(Closed) Moving problems…advice please-Long post

posted 7 years ago in Relationships
Post # 3
Member
858 posts
Busy bee

to be honest he comes off kind of selfish in your post. Its ok for you to have to drive an hour to and from work everyday but he cant add 20 minutes to his commute to make your life a little easier? If he really wont do it then you should get your own place if that is what will make your life easier. He might find out that only being together on the weekends isnt enough for him and suck it up and move in with you. I hope he comes around and it works out for you 🙂

Post # 4
Member
5993 posts
Bee Keeper
  • Wedding: May 2010

you are not being unreasonable but to be honest i also see his side of things (because im spoilt by my work commute), why would he want to move to inconvenience himself when its going to cost him more money and time to travel to and from work

i guess for now you focus on paying off the loans and then i think you should look for something closer to work – they say absence makes the heart grow fonder so hopefully you will find a compromise

Post # 5
Member
3799 posts
Honey bee
  • Wedding: June 2012

Truthfully, he needs to suck it up. When Fiance and I moved the two times that we have moved together, we picked an area that would give us equal commutes. Yea, ok it’s great to walk 15 minutes to work everyday, but part of being in a relationship is giving and taking and making the other person’s life easier and better. Boo hoo for him, he would have to drive 20 minutes everyday. In the end, you would be happier because you have a less stressful commute AND he would get to see you everyday! Either he is looking for an excuse or he is just being lazy and really…could you imagine a life with someone who doesn’t at least TRY to make things easier for you? Relationships are about being a team. Don’t cave. He needs to learn to give a little.

Post # 6
Member
7587 posts
Bumble Beekeeper
  • Wedding: December 2010

@masqueradestars: Relationships are about compromise and if he’s not willing to do it now, then he won’t be willing to do it in the future. Get your own place and then he can figure it out down the line what he wants. You gave him his chance. I would make him commute to my apt though at night to see me. Either way he’ll have to give.

Post # 7
Member
2321 posts
Buzzing bee
  • Wedding: July 2011

He should move. He may or may not have that job for a long time. He can’t really choose that. But he CAN choose to may or may not see you everyday and/or have you in his life.

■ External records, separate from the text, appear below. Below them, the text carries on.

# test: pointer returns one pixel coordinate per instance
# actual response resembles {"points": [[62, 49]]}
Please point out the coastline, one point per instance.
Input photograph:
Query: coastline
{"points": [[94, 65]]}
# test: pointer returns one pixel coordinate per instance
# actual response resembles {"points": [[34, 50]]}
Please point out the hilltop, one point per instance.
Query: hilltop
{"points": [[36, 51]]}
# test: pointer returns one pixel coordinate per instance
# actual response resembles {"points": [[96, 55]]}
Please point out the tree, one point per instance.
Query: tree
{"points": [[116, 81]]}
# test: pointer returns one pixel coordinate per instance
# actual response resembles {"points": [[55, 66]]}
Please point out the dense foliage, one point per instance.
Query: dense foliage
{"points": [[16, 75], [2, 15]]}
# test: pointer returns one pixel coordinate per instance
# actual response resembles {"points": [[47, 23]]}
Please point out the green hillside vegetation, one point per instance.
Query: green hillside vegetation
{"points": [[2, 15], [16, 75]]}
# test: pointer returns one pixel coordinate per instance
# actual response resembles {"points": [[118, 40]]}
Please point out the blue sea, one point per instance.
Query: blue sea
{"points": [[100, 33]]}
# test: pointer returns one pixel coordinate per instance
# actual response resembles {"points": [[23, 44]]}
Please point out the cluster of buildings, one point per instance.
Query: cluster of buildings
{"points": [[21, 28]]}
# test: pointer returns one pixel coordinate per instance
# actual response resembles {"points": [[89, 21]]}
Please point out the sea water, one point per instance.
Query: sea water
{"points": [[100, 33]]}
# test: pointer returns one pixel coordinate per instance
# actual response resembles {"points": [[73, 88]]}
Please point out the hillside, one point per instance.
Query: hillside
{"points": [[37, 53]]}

My commute is similar to yours so I know the feeling. My Fiance is closer to his work. Only takes him 20 mins drive as opposed to my 1 hr plus! But it is my decision not to move. ANY closer and the homes go up in prices like ‘effin’ crazy. And I don’t wanna move just 5-10 mins closer. I wanna move AT LEAST 20 mins or more closer.

Post # 8
Member
1686 posts
Bumble bee
  • Wedding: August 2013

1. Can you take public transportation to work?

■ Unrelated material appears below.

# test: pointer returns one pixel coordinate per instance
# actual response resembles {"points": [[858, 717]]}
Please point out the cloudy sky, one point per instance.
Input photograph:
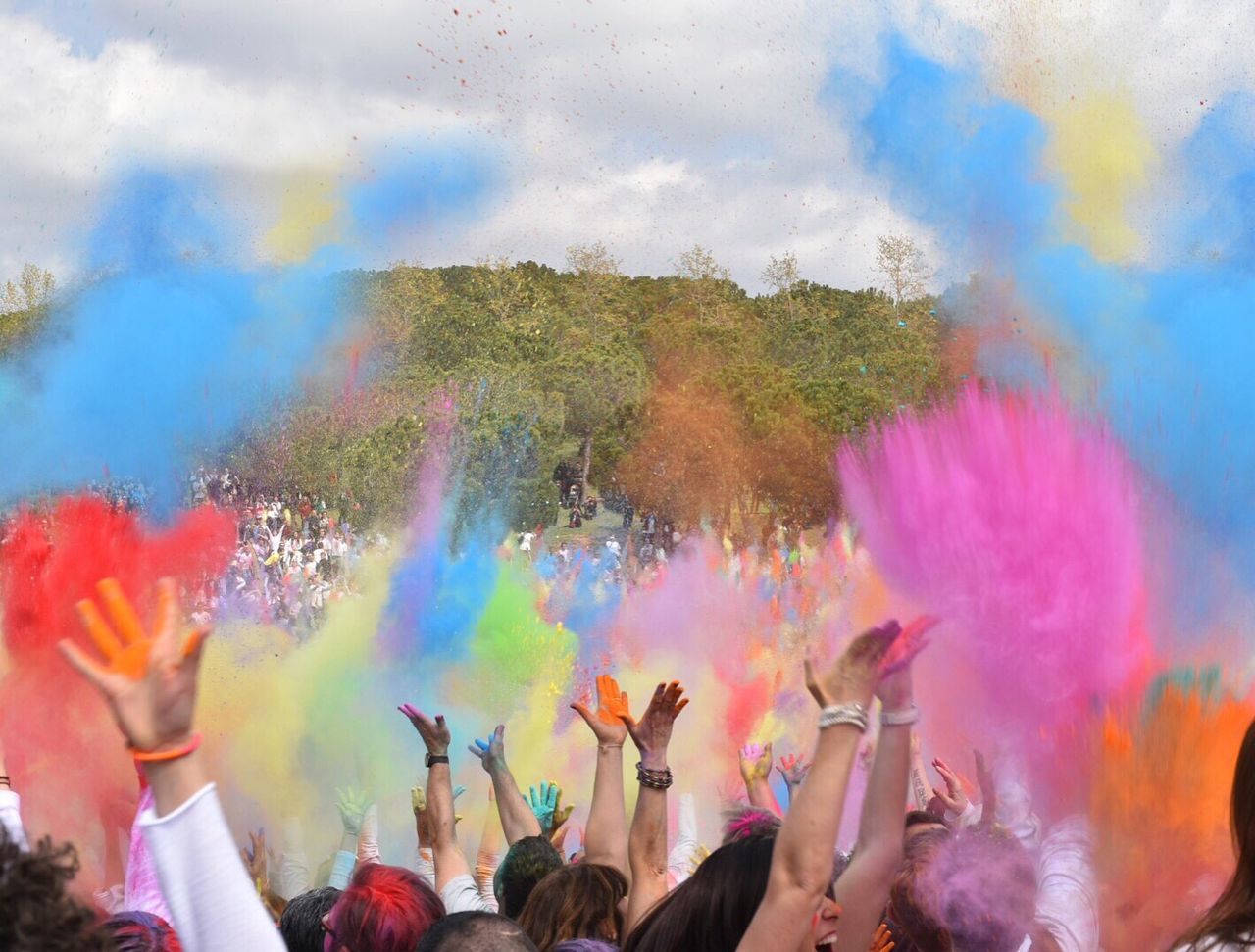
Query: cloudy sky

2. Is there any midpoint that would give you both a similar commute by public transportation?

3. What are prices like in the various neighborhoods you’re considering? Crime? Amenities?

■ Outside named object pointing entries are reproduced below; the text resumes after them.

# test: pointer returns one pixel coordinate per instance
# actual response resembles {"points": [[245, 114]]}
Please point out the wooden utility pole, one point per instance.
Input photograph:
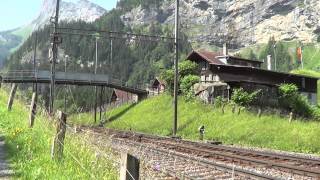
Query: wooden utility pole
{"points": [[55, 43], [65, 86], [176, 77], [58, 142], [96, 88]]}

4. Is there any disparity in hours at work? (Does one of you work part time and the other full, does one of you work 40 or 45 hours and the other 60?)

5. Are either of you in jobs with irregular hours or that require being on call for emergencies?

6. Are you considering renting or buying?

7. Is either of you dissatisfied with your current job/considering leaving within the next 24 months? (if possible, and for reasons other than location/commute)

 

I think living in a place where at least one of you can commute without a car is awesome, because it means you can be a one car household, which can make a big difference when you factor repairs/payment/insurance/parking/fuel into the equation. But it also means one of you will likely have a worse commute than the other.

 

Post # 9
Member
1269 posts
Bumble bee
  • Wedding: January 2011

I don’t think you should move in with him.  I think you should get your own place closer to work and then I would make him come to you or at least take turns and defintely don’t give in and go to him if he whines about coming to see you. 

Probably not everyone feels this way but I don’t think I would move in with someone unless it was more serious (I wouldn’t want to have the mess that would go with breaking up with someone you live with).  And the fact that he would miss you at first but get over it sounds like the relationship is more just convenience for him and not taking you into consideration.  I’m not there or know the whole story obviously so I could be mistaken I know. 

Other things to take into consideration.  Darling Husband and I are about to move from my 20 minute commute and his 45 min both driving to him having a 15 min walking commute and me having a 45 min bus commute.  But this is smarter for us in that we will cut down on gas significantly and also, his job is permanent and he takes call at the hospital whereas mine is not.  If mine were more permanent then we would find a middle ground. 

Post # 10
Member
317 posts
Helper bee
  • Wedding: May 2010

I’m in the same situation as you, Talishazwi.  My commute is about an hour and fifteen minutes each way, which sucks! My husband’s commute is only 20 minutes. However, his job is something that he could retire from (and pays twice what I make) and my job is horrible anyway, so I’m hoping to not be there much longer. If my job were more permanent, we would have moved closer to a halfway point for each of us.